July 4, 2010 / 10:04 AM / 9 years ago

Mindestens 230 Tote bei Tanklaster-Explosion im Kongo

Das Video-Standbild zeigt kongolesische Rote-Kreuz-Arbeiter beim Davontragen eines Verletzten der Tanklaster-Explosion in Sange am 3. Juli 2010. REUTERS/Reuters TV

Kinshasa (Reuters) - Die Explosion eines Tanklasters in der Demokratischen Republik Kongo hat nach offiziellen Angaben mindestens 230 Menschen in den Tod gerissen.

196 weitere Personen seien verletzt worden, teilte die Regierung des zentralafrikanischen Landes am Samstag mit. Der mit rund 50.000 Litern Benzin beladene Lkw war am Freitagabend aus bislang ungeklärter Ursache in dem Ort Sange umgestürzt, Treibstoff trat aus und fing wenig später Feuer. Nach der Explosion sei ein Feuerball durch Sange gefegt, sagte der Gouverneur der Provinz Süd-Kivu, Marcellin Cisambo.
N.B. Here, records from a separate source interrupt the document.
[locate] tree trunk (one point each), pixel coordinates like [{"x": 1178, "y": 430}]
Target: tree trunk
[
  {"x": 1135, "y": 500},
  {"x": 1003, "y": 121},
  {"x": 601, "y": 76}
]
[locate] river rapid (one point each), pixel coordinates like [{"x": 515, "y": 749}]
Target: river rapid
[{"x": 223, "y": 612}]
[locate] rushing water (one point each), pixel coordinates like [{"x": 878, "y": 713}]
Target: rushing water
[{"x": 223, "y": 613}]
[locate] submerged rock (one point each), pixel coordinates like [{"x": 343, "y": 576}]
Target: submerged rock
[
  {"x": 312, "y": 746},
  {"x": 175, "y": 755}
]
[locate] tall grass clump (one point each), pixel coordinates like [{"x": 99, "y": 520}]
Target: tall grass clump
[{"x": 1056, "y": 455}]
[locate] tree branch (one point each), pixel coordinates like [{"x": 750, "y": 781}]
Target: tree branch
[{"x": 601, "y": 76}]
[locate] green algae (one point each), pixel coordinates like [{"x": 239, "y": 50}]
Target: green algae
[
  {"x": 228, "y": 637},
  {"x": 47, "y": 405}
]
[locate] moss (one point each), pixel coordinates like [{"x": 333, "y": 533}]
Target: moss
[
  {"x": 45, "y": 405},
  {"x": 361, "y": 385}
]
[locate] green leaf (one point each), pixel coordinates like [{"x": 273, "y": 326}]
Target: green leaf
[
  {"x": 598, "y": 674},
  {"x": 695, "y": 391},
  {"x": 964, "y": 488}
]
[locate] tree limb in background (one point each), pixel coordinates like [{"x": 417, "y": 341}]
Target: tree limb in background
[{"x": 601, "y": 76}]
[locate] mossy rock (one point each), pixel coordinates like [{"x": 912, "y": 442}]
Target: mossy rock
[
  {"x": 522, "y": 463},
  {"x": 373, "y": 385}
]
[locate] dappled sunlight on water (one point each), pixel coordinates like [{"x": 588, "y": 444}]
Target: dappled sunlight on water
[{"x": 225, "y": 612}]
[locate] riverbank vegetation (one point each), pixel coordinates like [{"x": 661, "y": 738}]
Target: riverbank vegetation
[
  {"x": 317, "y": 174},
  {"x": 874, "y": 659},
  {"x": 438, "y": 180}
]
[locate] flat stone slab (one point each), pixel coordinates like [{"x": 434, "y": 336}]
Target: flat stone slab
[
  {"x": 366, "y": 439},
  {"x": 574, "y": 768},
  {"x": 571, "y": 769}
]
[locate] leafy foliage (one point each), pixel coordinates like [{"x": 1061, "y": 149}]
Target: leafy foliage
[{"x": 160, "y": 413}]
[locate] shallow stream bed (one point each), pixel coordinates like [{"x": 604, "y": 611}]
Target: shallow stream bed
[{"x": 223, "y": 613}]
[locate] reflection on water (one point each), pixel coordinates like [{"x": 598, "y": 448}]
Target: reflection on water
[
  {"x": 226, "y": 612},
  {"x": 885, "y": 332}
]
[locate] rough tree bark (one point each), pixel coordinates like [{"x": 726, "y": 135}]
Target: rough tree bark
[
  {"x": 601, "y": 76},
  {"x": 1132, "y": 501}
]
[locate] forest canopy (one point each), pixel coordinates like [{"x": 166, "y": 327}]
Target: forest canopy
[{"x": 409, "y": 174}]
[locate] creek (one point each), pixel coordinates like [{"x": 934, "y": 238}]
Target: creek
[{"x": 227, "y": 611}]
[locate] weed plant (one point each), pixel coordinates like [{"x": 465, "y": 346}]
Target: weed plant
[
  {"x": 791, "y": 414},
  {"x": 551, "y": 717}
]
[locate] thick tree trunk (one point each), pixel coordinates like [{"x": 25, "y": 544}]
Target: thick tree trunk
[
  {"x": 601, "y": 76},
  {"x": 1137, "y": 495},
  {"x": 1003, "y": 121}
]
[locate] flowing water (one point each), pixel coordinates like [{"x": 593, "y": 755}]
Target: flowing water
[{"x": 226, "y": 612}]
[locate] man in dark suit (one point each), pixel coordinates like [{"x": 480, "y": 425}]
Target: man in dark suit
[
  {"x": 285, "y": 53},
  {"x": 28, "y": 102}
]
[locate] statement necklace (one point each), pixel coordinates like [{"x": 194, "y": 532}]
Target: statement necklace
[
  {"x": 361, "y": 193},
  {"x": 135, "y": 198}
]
Der Großteil der Opfer habe sich zu Hause oder in improvisierten Kinos gerade das WM-Fußballspiel Uruguay gegen Ghana angeschaut. Einige hätten aber auch versucht, unmittelbar nach dem Umsturz des Lasters auslaufendes Benzin zu stehlen.

“Es ist ein entsetzlicher Anblick. In den Straßen liegen viele Leichen”, sagte der Vize-Gouverneur von Süd-Kivu, Jean-Claude Kibala. “Die Einwohner sind absolut geschockt - niemand weint oder redet.” Blauhelmsoldaten der Vereinten Nationen flogen Verletzte mit Helikoptern in nahe gelegene Krankenhäuser. Die Armee entsandte Soldaten zur Unterstützung der Rettungsarbeiten, auch das Rote Kreuz war vor Ort. Nach Angaben der Behörden kann die Zahl der Opfer noch steigen. Viele der Verletzten hätten schwerste Verbrennungen erlitten, die Toten seien teils bis zur Unkenntlichkeit verbrannt.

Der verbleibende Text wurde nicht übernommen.